WASHINGTON, February 9, 2017—The day after Betsy DeVos’ contested confirmation as secretary of education, Kentucky Rep. Thomas Massie (R) introduced a one-sentence bill to abolish the Department of Education.
The bill, H.R. 899, reads in its entirety:
“The Department of Education shall terminate on December 31, 2018.”
Massie’s bill is cosponsored by seven other Republican representatives: House Oversight Committee Chairman Jason Chaffetz (UT) and Reps. Andy Biggs (Ariz.), Matt Gaetz (FL), Jody Hice (GA), Raúl Labrador (ID), Justin Amash (MI), and Walter Jones (NC).
“For years, I have advocated returning education policy to where it belongs – the state and local level,” said Rep. Walter Jones. “D.C. bureaucrats cannot begin to understand the needs of schools and its students on an individual basis. It is time that we get the feds out of the classroom, and terminate the Department of Education.”
The bill has been referred to the House Committee on Education and the Workforce.
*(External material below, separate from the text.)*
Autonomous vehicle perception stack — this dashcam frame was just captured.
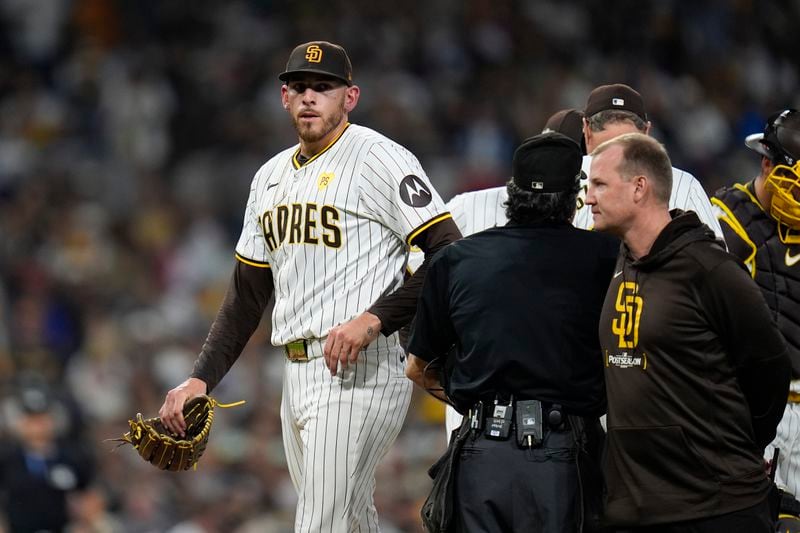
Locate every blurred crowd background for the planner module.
[0,0,800,533]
“Unelected bureaucrats in Washington, D.C. should not be in charge of our children’s intellectual and moral development,” stated Massie in a press release. “States and local communities are best positioned to shape curricula that meet the needs of their students. Schools should be accountable. Parents have the right to choose the most appropriate educational opportunity for their children, including home school, public school, or private school.”
The Department of Education has been the target of many Republicans since its creation in 1979 under President Jimmy Carter. President Ronald Reagan spoke of dismantling the Departments of Energy and Education, but did not actually do it.
“Education of our students should lie primarily with parents, teachers, and state and local officials who know how to meet their individual needs best,” said Rep. Andy Biggs. “Since its inception, the Department of Education has grown into an unrecognizable federal beast, and its policies have helped foster Common Core across the country. It is time the one-size-fits-all approach by the federal government is ended and authority is returned to the local level.”
However, it is highly unlikely that the Department of Education will actually be abolished.
“Whatever you think about the Department of Education, the idea you could eliminate it with a one-sentence bill is just posturing,” said David Schoenbrod, professor at New York Law School, to NPR. “Posturing is not something that’s just done by Democrats or by Republicans. It’s done by both.”
Thomas Massie has been in Congress since 2012, is currently also supporting a bill to abolish the Environmental Protection Agency (EPA), and supports the U.S. withdraw from the United Nations. He has also been associated with the Tea Party.